June 6, 2019

Performance Review Series – Step #2: Telling Your Story

You’ve grounded yourself and now you’re ready for the second phase of the Performance Review process – Telling Your Story in a compelling, confident and concise way.

The out-of-office messages have begun. “The Bachelorette” is in full-swing. Katy Perry’s new song “Never Really Over” is on repeat (and repeat and repeat and repeat).
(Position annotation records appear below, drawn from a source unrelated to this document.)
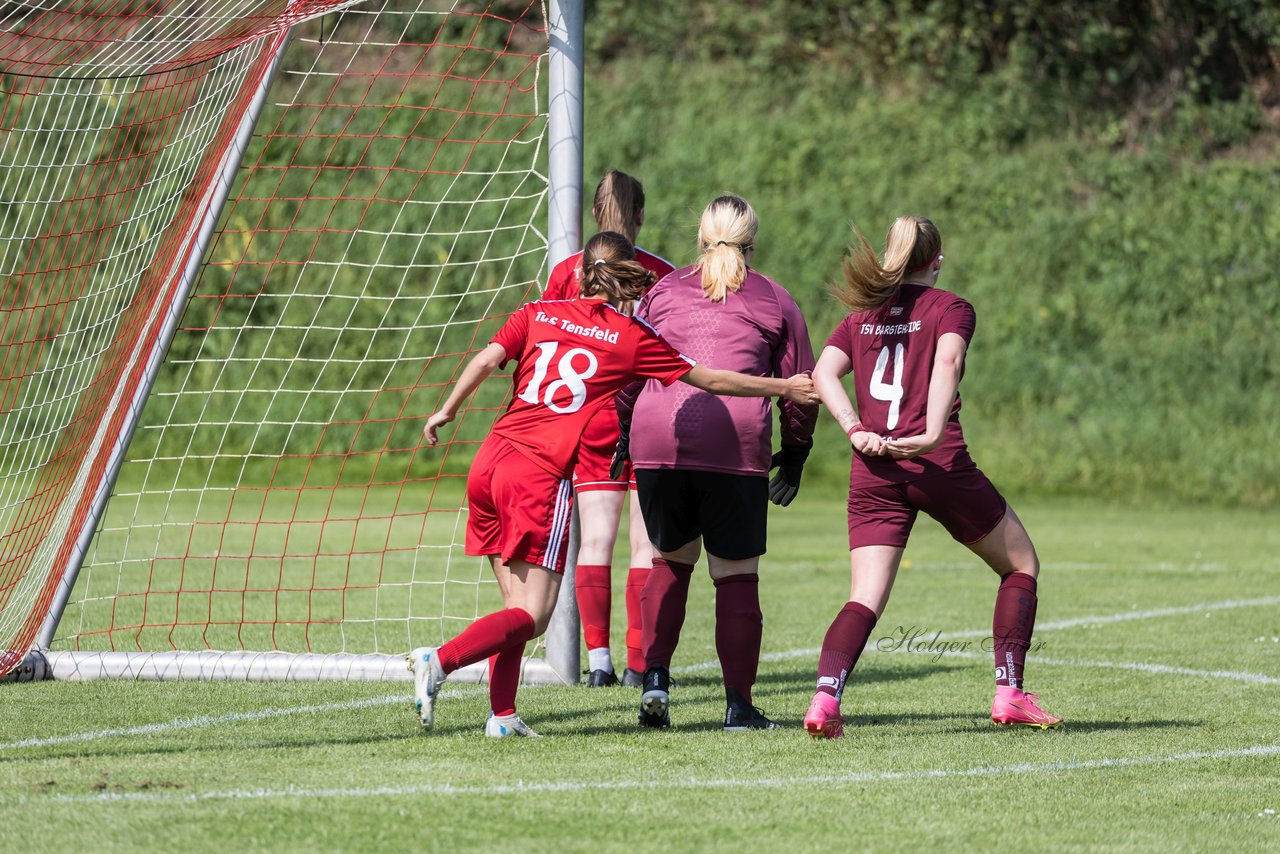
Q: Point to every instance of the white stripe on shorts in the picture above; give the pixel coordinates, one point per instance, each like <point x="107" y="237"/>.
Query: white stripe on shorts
<point x="560" y="523"/>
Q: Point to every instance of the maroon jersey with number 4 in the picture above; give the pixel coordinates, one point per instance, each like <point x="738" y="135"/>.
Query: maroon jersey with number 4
<point x="892" y="350"/>
<point x="571" y="359"/>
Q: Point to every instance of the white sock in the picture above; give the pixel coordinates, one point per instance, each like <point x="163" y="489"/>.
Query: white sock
<point x="599" y="658"/>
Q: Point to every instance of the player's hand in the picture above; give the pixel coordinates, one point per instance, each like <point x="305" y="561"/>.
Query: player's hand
<point x="910" y="447"/>
<point x="621" y="455"/>
<point x="790" y="464"/>
<point x="868" y="443"/>
<point x="800" y="389"/>
<point x="433" y="423"/>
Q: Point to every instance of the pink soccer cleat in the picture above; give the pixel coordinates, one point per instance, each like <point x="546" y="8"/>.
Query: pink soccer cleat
<point x="1014" y="706"/>
<point x="823" y="718"/>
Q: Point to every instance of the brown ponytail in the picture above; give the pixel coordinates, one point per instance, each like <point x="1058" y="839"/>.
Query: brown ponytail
<point x="609" y="270"/>
<point x="618" y="201"/>
<point x="912" y="245"/>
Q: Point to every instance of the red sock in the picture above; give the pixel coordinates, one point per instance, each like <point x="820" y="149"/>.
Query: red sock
<point x="594" y="603"/>
<point x="739" y="628"/>
<point x="504" y="679"/>
<point x="663" y="610"/>
<point x="842" y="645"/>
<point x="1011" y="626"/>
<point x="636" y="576"/>
<point x="487" y="636"/>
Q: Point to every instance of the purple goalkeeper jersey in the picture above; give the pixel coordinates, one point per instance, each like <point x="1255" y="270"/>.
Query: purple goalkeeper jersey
<point x="757" y="330"/>
<point x="892" y="350"/>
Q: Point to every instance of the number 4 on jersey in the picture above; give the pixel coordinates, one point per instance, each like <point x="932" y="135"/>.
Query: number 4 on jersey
<point x="568" y="379"/>
<point x="891" y="392"/>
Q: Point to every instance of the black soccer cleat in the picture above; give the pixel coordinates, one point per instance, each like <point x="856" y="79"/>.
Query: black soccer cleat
<point x="602" y="679"/>
<point x="741" y="716"/>
<point x="656" y="698"/>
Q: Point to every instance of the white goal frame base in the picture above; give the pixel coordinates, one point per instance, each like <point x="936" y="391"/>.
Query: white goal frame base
<point x="266" y="667"/>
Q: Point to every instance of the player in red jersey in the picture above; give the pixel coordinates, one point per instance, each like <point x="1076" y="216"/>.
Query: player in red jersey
<point x="571" y="359"/>
<point x="618" y="206"/>
<point x="905" y="343"/>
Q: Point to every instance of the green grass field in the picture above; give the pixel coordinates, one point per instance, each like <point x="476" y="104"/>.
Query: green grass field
<point x="1159" y="643"/>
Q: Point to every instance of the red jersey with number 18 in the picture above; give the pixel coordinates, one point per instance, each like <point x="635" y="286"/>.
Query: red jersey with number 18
<point x="892" y="350"/>
<point x="572" y="356"/>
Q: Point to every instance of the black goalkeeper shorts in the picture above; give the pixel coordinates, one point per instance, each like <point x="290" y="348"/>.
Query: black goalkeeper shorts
<point x="730" y="512"/>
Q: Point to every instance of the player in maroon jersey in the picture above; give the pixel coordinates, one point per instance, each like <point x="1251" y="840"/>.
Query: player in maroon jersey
<point x="702" y="462"/>
<point x="571" y="359"/>
<point x="618" y="206"/>
<point x="905" y="343"/>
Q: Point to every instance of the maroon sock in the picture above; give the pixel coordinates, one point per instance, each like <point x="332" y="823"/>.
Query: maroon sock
<point x="636" y="576"/>
<point x="1011" y="626"/>
<point x="662" y="607"/>
<point x="485" y="636"/>
<point x="504" y="679"/>
<point x="739" y="628"/>
<point x="842" y="645"/>
<point x="594" y="603"/>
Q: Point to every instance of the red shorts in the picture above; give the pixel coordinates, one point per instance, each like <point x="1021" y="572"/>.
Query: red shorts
<point x="963" y="501"/>
<point x="595" y="455"/>
<point x="517" y="508"/>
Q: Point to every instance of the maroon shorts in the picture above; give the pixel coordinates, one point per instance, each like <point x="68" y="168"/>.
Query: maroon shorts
<point x="963" y="501"/>
<point x="517" y="508"/>
<point x="595" y="456"/>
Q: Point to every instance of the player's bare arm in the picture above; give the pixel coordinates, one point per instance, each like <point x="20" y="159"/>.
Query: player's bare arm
<point x="944" y="382"/>
<point x="480" y="366"/>
<point x="798" y="388"/>
<point x="832" y="365"/>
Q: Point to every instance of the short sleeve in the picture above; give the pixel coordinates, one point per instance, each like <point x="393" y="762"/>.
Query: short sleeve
<point x="512" y="334"/>
<point x="658" y="360"/>
<point x="841" y="338"/>
<point x="959" y="318"/>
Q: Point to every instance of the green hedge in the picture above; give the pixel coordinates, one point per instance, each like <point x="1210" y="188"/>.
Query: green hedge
<point x="1127" y="342"/>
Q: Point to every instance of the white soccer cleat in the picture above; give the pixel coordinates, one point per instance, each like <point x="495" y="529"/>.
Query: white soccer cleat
<point x="499" y="727"/>
<point x="428" y="676"/>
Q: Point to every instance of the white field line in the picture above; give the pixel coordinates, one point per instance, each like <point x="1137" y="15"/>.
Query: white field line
<point x="1229" y="675"/>
<point x="232" y="717"/>
<point x="184" y="724"/>
<point x="536" y="788"/>
<point x="941" y="651"/>
<point x="1124" y="616"/>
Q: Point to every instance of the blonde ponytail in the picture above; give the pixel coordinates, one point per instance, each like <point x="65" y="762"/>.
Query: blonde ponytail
<point x="912" y="245"/>
<point x="725" y="236"/>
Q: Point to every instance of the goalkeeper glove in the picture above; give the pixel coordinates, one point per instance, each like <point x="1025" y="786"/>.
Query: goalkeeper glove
<point x="621" y="455"/>
<point x="790" y="464"/>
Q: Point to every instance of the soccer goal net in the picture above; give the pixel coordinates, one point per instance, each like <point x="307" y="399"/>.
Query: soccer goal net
<point x="247" y="246"/>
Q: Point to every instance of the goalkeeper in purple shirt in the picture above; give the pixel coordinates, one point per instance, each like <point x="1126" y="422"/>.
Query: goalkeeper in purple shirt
<point x="702" y="461"/>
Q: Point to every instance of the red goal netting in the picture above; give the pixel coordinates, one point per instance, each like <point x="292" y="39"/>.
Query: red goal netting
<point x="384" y="218"/>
This can only mean one thing – summer is officially here! 

In addition to (horrible) reality TV and (amazing) summer anthems, summer also means the start of Performance Review season for many professionals.  I remember the anxiety, excitement and fear around this time of year – the potential to dip into disengagement was high! One piece of negative feedback or less-than-expected bonus and … BAM – not feeling great headed into the next 12 months.

As I highlighted last time, I’m writing about how to stay engaged before, during, and after the Performance Review process – even if the review (or money) isn’t great.  Last time, I talked about the start of the process: Grounding Yourself.

This week, I’m writing about the second (and probably most important) phase – Telling Your Story.

Because there’s often a ton of paperwork associated with Performance Reviews, it’s important to tell your story in a crisp, compelling, and confident way.  The documents will be used in a variety of ways and might be reviewed by a number of people – it’s important to get it right.

Here’s my best practices for telling your Performance Review story:

  • Get all your ducks-in-a-row. Nowadays, results are more important than ever, so getting all your data sources in order is crucial, even before you start writing your story. Are sales numbers important? Product usage? Customer retention? Positive partner feedback? Give yourself plenty of time to know where to look for this foundational element.  And also make sure the results/impact match how your manager is evaluating your performance (don’t include stuff that doesn’t).
  • Don’t forget the “How.” In addition to the “What” highlighted above, don’t forget to include elements from the softer-side:  HOW you do the work.  Feedback from customers and/or key internal partners is important. Reach-out to as many partners as possible and get well-rounded feedback.  Not getting what you want – tell folks what you’re looking for in their perspective.  Managers LOVE feedback and it often makes-or-breaks Performance Reviews (in my experience).
  • Don’t let templates hold you back. Many organizations have (boring) templates to complete as part of the Performance Review process.  I get it – there’s a certain look/feel that organizations need to get through the process in a timely fashion.  But don’t let the template hold back your story!  Think an “Executive Summary” at the beginning would help? What about a “Cheat Sheet One-Pager” that your manager could use in his/her Leadership discussions? Are there ways to highlight/bold/underline key results?  Get creative here!
  • Get perspective. I’m always so grateful when clients share their Performance Reviews prior to submitting in the tool or to their manager.  It’s such a great opportunity to get another set of eyes on the document and confirm that the key themes (and results) are coming through loud-and-clear.  Give yourself time to talk to your mentor, maybe your spouse, or your Career Coach (shameless plug here).
  • Talk to manager prior. Heck, in addition to your mentor, spouse, or Career Coach (me), why not talk to your manager directly prior to submitting? Have a quick 1:1 to make sure you’re “on the right track” and “thinking about the right results.”  Take a look at body language while having this discussion – is your manager excited about your initial thoughts? Areas of concern? This is a great time to smash any reservations prior to making it official. Believe me, this is worth any potential anxiety you might feel about doing this!

Your homework this week:  Get your story in order!  Make sure you know where you’re getting your data (both the “what” and the “how”), understand the template you’re working with, and get your community in order for review (including yours truly). This phase takes the longest, so put “The Bachelorette” on pause and give yourself plenty of time!

Coming up next time:  The third phase is up next – actually HAVING THE PERFORMANCE REVIEW DISCUSSION (gulp!!!!).  I’ll highlight my best practices to make sure the actual conversation keeps you engaged, confident, and (hopefully) relaxed.